In [18]:
import pandas as pd
import numpy as np
import time
import calendar

Model Building
========
The goal is to build a model for the livability score that is able to be displayed on a map.

In [32]:
# download Josh's cleaned data set: https://s3.us-east-2.amazonaws.com/chipy6242/dataset_clean.csv
# if you don't have the file locally, you can just pass the URL directly
df = pd.read_csv('dataset_clean.csv', parse_dates=['datetime'])
df.head()

Unnamed: 0,zipcode,subsystem,lat,long,sensor,parameter,datetime,avg
0,60601,chemsense,41.884607,-87.624577,no2,concentration,2018-05-10 19:00:00,0.006243
1,60612,chemsense,41.87148,-87.67644,at0,temperature,2018-05-01 12:00:00,27.369161
2,60610,chemsense,41.903632,-87.648093,so2,concentration,2018-05-05 03:00:00,0.197254
3,60606,lightsense,41.88326,-87.63387,tmp421,temperature,2018-05-04 02:00:00,39.129429
4,60639,chemsense,41.923996,-87.761072,at3,temperature,2018-05-09 14:00:00,27.192733


## Available Observations

In [3]:
df[['subsystem','sensor','parameter']].dropna().drop_duplicates()

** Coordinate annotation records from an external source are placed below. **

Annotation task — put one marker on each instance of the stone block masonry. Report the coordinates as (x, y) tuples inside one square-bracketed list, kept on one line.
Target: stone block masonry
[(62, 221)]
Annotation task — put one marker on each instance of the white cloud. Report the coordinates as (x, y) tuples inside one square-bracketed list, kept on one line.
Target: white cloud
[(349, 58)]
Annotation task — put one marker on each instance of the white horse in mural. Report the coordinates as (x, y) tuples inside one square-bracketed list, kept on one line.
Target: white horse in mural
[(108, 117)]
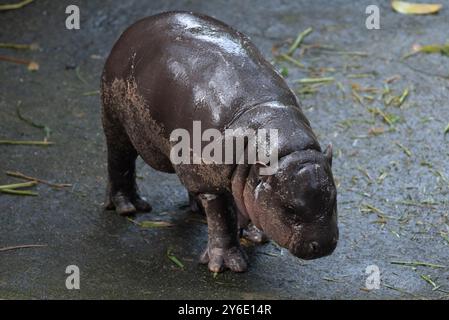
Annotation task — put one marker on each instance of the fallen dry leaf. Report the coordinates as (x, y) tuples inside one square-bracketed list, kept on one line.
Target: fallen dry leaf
[(415, 8)]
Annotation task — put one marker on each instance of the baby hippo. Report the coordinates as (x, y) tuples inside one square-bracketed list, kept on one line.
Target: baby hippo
[(173, 69)]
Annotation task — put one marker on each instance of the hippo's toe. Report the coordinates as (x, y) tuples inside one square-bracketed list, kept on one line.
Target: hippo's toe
[(219, 259)]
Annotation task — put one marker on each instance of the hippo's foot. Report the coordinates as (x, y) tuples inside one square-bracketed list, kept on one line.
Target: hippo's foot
[(220, 259), (126, 205), (253, 234)]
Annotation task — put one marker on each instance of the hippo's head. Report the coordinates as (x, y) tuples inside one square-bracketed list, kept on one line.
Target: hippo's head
[(296, 206)]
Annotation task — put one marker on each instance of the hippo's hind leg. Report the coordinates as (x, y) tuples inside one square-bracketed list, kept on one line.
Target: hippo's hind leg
[(223, 247), (122, 194)]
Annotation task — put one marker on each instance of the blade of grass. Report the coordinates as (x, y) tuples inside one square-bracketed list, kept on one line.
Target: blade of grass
[(13, 6), (314, 80), (22, 176), (174, 259)]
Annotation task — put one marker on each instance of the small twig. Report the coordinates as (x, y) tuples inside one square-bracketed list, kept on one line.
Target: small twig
[(22, 176), (29, 143), (17, 46), (19, 192), (18, 185), (22, 247), (418, 264), (32, 65), (298, 41)]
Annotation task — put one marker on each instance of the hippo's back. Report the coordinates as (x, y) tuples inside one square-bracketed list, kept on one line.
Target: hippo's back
[(185, 67)]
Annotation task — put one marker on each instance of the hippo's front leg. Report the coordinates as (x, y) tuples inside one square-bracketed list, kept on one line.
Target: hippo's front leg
[(223, 248)]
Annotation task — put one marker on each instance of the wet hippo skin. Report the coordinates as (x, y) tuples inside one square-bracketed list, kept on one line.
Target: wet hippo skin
[(171, 69)]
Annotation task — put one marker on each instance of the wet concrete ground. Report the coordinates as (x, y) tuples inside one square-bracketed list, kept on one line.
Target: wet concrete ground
[(393, 201)]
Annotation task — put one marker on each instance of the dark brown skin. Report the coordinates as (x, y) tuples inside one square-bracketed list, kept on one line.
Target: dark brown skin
[(169, 70)]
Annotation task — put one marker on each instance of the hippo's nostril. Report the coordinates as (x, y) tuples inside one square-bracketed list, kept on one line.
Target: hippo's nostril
[(313, 247)]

Unnamed: 0,subsystem,sensor,parameter
0,chemsense,no2,concentration
1,chemsense,at0,temperature
2,chemsense,so2,concentration
3,lightsense,tmp421,temperature
4,chemsense,at3,temperature
5,metsense,mma8452q,acceleration_z
6,plantower,pms7003,point_5um_particle
7,alphasense,opc_n2,pm2_5
8,metsense,hih4030,humidity
9,lightsense,mlx75305,intensity


In [50]:
# Create the independent variables
# X = dfData[(dfData.subsystem=='ELPC') & (dfData.sensor == 'mobile') & (dfData.parameter == 'pm2_5')]
X = df[(df.parameter == 'pm2_5')] # Mix both ELPC and AoT data for pm2.5
X = X[['datetime','lat','long']]
X['hod'] = X['datetime'].apply(lambda x: x.hour)
X['dow'] = X['datetime'].apply(lambda x: x.dayofweek)
X = X[['hod','lat','long']]

In [23]:
# @Ignore
# @Deprecated
# NOTE: This could possibly be the slowest way to do this, but it's the first thing I thought of
# X[:, 0] = [calendar.timegm(time.strptime(X[:, 0][i], '%Y-%m-%d %H:%M:%S')) for i in range(len(X[:, 0]))]
# TODO: Need to add features for hour of day, day of week
# I would suggest adding more for month of year, day of year, etc... but we are only looking at the summer

In [8]:
# Create the predicted variable
# y = dfData[(dfData.subsystem=='alphasense') & (dfData.sensor == 'opc_n2') & (dfData.parameter == 'pm2_5')]
y = df[(df.parameter == 'pm2_5')]
y = y['avg']

## Build the predictive models

In [12]:
from sklearn.neighbors import KNeighborsRegressor
from sklearn.ensemble import RandomForestRegressor
from sklearn.linear_model import LinearRegression, LogisticRegression
from sklearn.svm import SVC
from sklearn.model_selection import GridSearchCV, train_test_split
from sklearn.pipeline import make_pipeline
from sklearn.preprocessing import StandardScaler

In [51]:
# Split the data into a Training and Test set
X_train, X_test, y_train, y_test = train_test_split(X, y, test_size=0.33, shuffle=True)
# TODO: Standardize the parameters, use Pipeline?

In [28]:
models = [ # list of tuples of (ModelClass, grid-searchable hyperparameters dictionary)
    (KNeighborsRegressor, { 'n_neighbors': [3, 5, 10], 'weights': ['distance'] }),
    (RandomForestRegressor, { 'n_estimators': [100, 1000], 'max_depth': [None] }),
    # (LinearRegression, {}),
    #(SVC, { 'C': [1.0] })
]

In [183]:
# Ideas to explore:
# - KNN
# - Triangulated irregular network / Delaunay triangulation
# - Natural neighbor
# - Inverse distance weighting (IDW)
# - Radial Basis Functions (RBF)
# - Thin plate splines
# - Kriging
# - Artificial Neural Networks

for (model, params) in models:
    # Grid Search for the best hyper parameters
    print('=== {} ==='.format(model.__name__))
    gridSearch = GridSearchCV(model(), param_grid=params, refit=True)
    gridSearch.fit(X_train, y_train)
    print('  Best Params:', gridSearch.best_params_)
    
    # Check its accuracy by looking at the Root Mean Square Error of the KNN on the Test dataset
    y_pred = gridSearch.predict(X_test)
    dfTest = pd.DataFrame([y_pred, y_test]).transpose()
    dfTest.columns=('p','y')
    rmse = ((dfTest.p - dfTest.y) ** 2).mean() ** .5
    print('  RMSE = {} μg/m^3'.format(rmse))
    score = gridSearch.score(X_test, y_test)
    print('  Coefficient of determination R^2 of the prediction = {}'.format(score))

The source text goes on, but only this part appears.